Au niveau du ministère de l’Environnement, on fait ressortir que le litige soulevé en fin de semaine relatif aux travaux de dragage dans le lagon de Trou d’Eau Douce concerne Sun Resorts et la communauté des pêcheurs. Toutefois, après les doléances des pêcheurs jeudi au ministère de l’Environnement, ce dernier a fait parvenir un courrier à Sun Resorts l’après-midi même, l’informant de la situation et lui demandant de tenir une rencontre urgente avec les principaux concernés. A ce stade, souligne l’Environnement, il est satisfait de la manière dont les travaux sont effectués. En cas de non-respect des conditions imposées, il assure qu’il agira en conséquence. L’Environnement indique qu’en ce qu’il s’agit du desensablement du Passage Grand Courant entre l’île aux Cerfs et l’îlot Mangénie, pour lequel les pêcheurs ont émis des interrogations quant à la nécessité d’un  permis EIA, « ces travaux concernent le reinstatement de la passe et des plages érodées. Il ne s’agit pas d’un nouveau travail, et ces travaux seront entrepris suivant les conditions imposées par le ministère. »
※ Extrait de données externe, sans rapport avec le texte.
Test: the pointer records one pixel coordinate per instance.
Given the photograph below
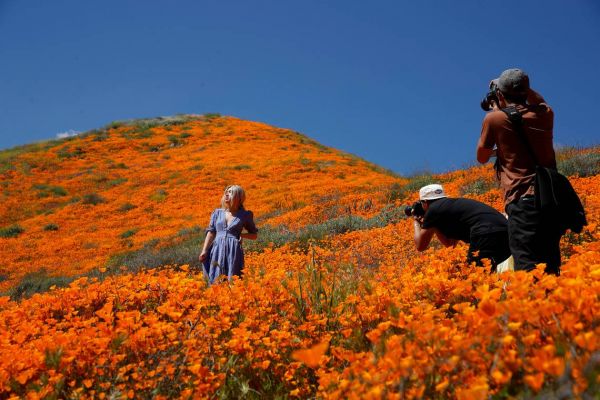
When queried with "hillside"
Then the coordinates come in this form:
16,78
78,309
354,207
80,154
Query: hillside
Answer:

Négociation financière: Sun Resorts ne se prononce pas
On apprend qu’après la tentative pacifique de rencontre des pêcheurs vendredi avec la direction du Touessrock, ces derniers ont obtenu qu’une rencontre se fasse cette semaine. Ils ont fait parvenir une lettre à la direction de l’hôtel, l’informant des différents points qu’ils souhaitent aborder durant cette rencontre, dont celui de leur manque à gagner en raison de ces travaux d’ensablement qui détruisent les ressources marines et autres algues utilisées pour leurs activités professionnelles.
Ils indiquent souhaiter une solution concrète à cette situation « through a financial compensation that will satisfy all parties in the interest of one and all. »
Clyde Vacher indique que « nous avons été mis au courant d’une demande supplémentaire des pêcheurs pour des éclaircissements relatifs à l’impact environnemental de ces travaux. Nous comptons les rencontrer la semaine prochaine, dès que nous aurons obtenu les informations réclamées. » Concernant la négociation financière que réclament les pêcheurs, Sun Resorts n’a pas souhaité, à ce stade, se pronconcer.
Selon nos informations, durant l’après-midi de vendredi, les officiers du Centre de Recherches d’Albion ont effectué une visite du site pour attester des dires des pêcheurs. Les prélèvements effectués dans le lagon par les plongeurs seront examinés et les conclusions transcrites dans un rapport qui devrait être soumis cette semaine au ministère de la Pêche.
Passage Grand Courant: les travaux démarrent en fin semaine
En attendant, les travaux dans les chenaux Lièvres et Levrettes sont parvenus en phase finale. A hier, la drague suceuse aurait déjà quitté son emplacement dans le chenal à proximité du Touessrock pour être dirigée vers le Passage Grand Courant de l’autre côté du lagon. Les travaux dans cette partie du lagon devraient démarrer cette semaine. Depuis une semaine, le restaurant Paul et Virginie situé sur l’île aux Cerfs est fermé aux clients, alors que le Bar Sands et le restaurant Masala sont encore ouverts.
Sun Resorts indique que certaines zones de l’île aux Cerfs et l’îlot Mangénie, où seront effectués les travaux de désensablement et de reprofiling, seront hors d’accès pendant quelques jours. Les opérateurs touristiques devront donc déplacer temporairement leurs activités sur quelques mètres. Selon nos informations, la durée des travaux s’étalera sur un mois, le temps pour la drague suceuse d’enlever quelque 15 000 m3 de sable qui seront replacés sur la plage de l’îlot Mangénie.